The course is quite introductory. If you are familiar with basic computer vision, 3D geometry and optimal control, you are not going to learn much more from the lectures, although the instructors mentioned that the survey results encourage them to make the lectures more advanced in the future sessions. The lectures contain several demos of working autonomous quadrocopters, though. After completing the course I don’t feel ready to take a copter and make it fly, as I initially expected. The instructors provided a really wonderful simulation environment, but the programming assignments themselves did not encourage to solve difficult practical problems, which is especially daunting given that great environment. To sum up, I think the course is too basic now, but has a great potential.

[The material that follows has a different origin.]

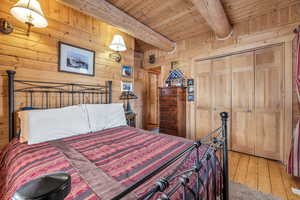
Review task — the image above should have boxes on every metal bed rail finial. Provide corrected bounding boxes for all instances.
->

This course gets quite diverse reviews. Probably, some students had incorrectly estimated the difficulty and/or practical importance of the course. The course is probably one of the most challenging ones in Coursera both in terms of workload and theoretical depth. I used to spend 15+ hours per week (though it was 9-week long during the first run), and I doubt anyone could complete it successfully without basic Matlab knowledge or without prior exposure to machine learning or statistics (would be very difficult to catch up given the workload). I was a PhD student in a related field while taking the course, still the course gave me a lot of knowledge. It contains several advanced topics that are not always covered by alternative courses or books (like learning of graphical model structure). Comprehensive programming assignments (reminding small research problems) and quizzes help to make yourself really familiar with the topics. Some people even made T-shirts with a caption “I survived PA5” — that was an assignment on Gibbs sampling, was challenging indeed, but the experience was that rewarding. Some PA’s really require figuring out the data structures involved, but this is a compromise between having students developing complex software from scratch and spending reasonable amount of time. Daphne, as Coursera co-founder, made her best to show the capabilities of the platform (it was one of the first MOOCs). Unlike some other courses, you feel like you are really taking a quality graduate- level course comparable (though not identical) to the ones the author teaches at her university. To sum up, prospective students should take into account that the course is quite advanced (vs. introductory), academic (vs. practical), and demanding (vs. laid-back), when deciding whether it fits their goals.